Aufgrund der Layout-Einstellungen ist der Seitenumfang im Fall B im Vergleich zu Fall A etwa 2,7-mal größer. Dieses konstruierte Beispiel zeigt, dass die alleinige Verwendung von Seitenzahlen zur Bestimmung des Umfanges ziemlich unsinnig ist. Werden Seitenzahlen als Vorgabe für die Länge von wissenschaftlichen Arbeiten gemacht, müssen gleichzeitig zumindest die Basiseinstellungen wie Seitenränder, Schriftart, Schriftgröße, Silbentrennung und Zeilenabstand vorgegeben werden. Hinzu kommen aber noch weitere Einflussgrößen auf die benötigte Seitenzahl. Insbesondere die Anzahl der Grafiken, Tabellen und Bilder beeinflusst den Seitenumfang. Die Zitierweise (Fußnoten oder im Text) hat ebenfalls Auswirkung auf den benötigten Platzbedarf.
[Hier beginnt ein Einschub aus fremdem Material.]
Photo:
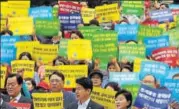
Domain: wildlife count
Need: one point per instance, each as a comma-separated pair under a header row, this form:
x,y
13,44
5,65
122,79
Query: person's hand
x,y
174,105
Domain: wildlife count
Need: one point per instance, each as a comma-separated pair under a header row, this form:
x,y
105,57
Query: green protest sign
x,y
104,46
131,51
55,12
173,36
133,7
47,27
148,31
133,88
63,47
88,30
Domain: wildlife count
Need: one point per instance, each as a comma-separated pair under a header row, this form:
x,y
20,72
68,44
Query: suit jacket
x,y
68,98
6,106
21,100
91,105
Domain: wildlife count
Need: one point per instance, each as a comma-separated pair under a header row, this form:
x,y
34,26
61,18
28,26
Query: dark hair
x,y
25,54
61,59
126,94
59,74
32,81
114,85
94,22
85,82
175,75
126,66
18,78
78,33
96,72
6,31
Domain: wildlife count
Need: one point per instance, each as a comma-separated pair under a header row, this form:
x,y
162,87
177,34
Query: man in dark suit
x,y
13,86
84,87
57,84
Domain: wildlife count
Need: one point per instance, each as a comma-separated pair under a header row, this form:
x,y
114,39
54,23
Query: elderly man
x,y
13,86
84,88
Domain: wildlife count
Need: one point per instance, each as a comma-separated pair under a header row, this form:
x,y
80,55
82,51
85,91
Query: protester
x,y
84,88
112,86
123,99
13,85
57,80
96,78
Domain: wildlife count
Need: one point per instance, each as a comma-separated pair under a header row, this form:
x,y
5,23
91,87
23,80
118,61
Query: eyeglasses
x,y
11,85
56,80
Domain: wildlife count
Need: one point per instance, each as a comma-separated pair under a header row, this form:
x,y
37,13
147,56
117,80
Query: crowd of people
x,y
19,89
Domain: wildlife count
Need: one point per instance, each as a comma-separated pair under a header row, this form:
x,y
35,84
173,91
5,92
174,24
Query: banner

Die Normseite ist keine Lösung

Könnte man definieren, wie viele Zeichen eine Seite aufnehmen kann, dann läge eine genormte und damit objektive Bezugsgröße vor. Tatsächlich gibt es das Konzept einer Normseite, die aber leider für unsere Zwecke nicht geeignet ist. Die Normseite stammt aus der Ära der Schreibmaschinen. Eine Normseite ist mit 60 Anschlägen pro Zeile und 30 Zeilen pro Seite definiert. Somit können pro Blatt 1.800 Anschläge untergebracht werden. Die Normseite hat im Verlagswesen immer noch eine große Bedeutung. Autoren, Lektoren oder Übersetzer werden häufig nach Anzahl der Normseiten bezahlt. Für wissenschaftliche Arbeiten ist die Normseite  ungeeignet. Ein Grund liegt in der Tatsache begründet, dass die Leerräume nicht erfasst werden. Gemeint sind nicht die Leerzeichen, sondern die Räume am Ende einer Zeile und ganze Leerzeilen. Schauen wir uns dazu die Konstruktion der Normseite an. Auf der Internetseite vom Literaturcafe kann eine Wordvorlage für die Erzeugung einer Normseite heruntergeladen werden. In diese Datei haben wir in der ersten Zeile Zahlen eingefügt, die genau die 60 Anschläge der Normseite darstellen. In der zweiten Zeile ist der Beginn des schon bekannten Beispieltextes (siehe oben, Fall A und B) eingefügt. Diese zweite Zeile besteht aus 6 Wörtern und 44 Zeichen (ohne Leerzeichen) bzw. 50 Zeichen (mit Leerzeichen). Der Raum am Ende der Zeile 2 nach dem Wort „zur“ wird nicht miterfasst. Word kann diesen Leerraum nicht registrieren. Somit sind in der zweiten Zeile 16 bzw. 10 Zeichen weniger vorhanden, als Anschläge in Zeile 1.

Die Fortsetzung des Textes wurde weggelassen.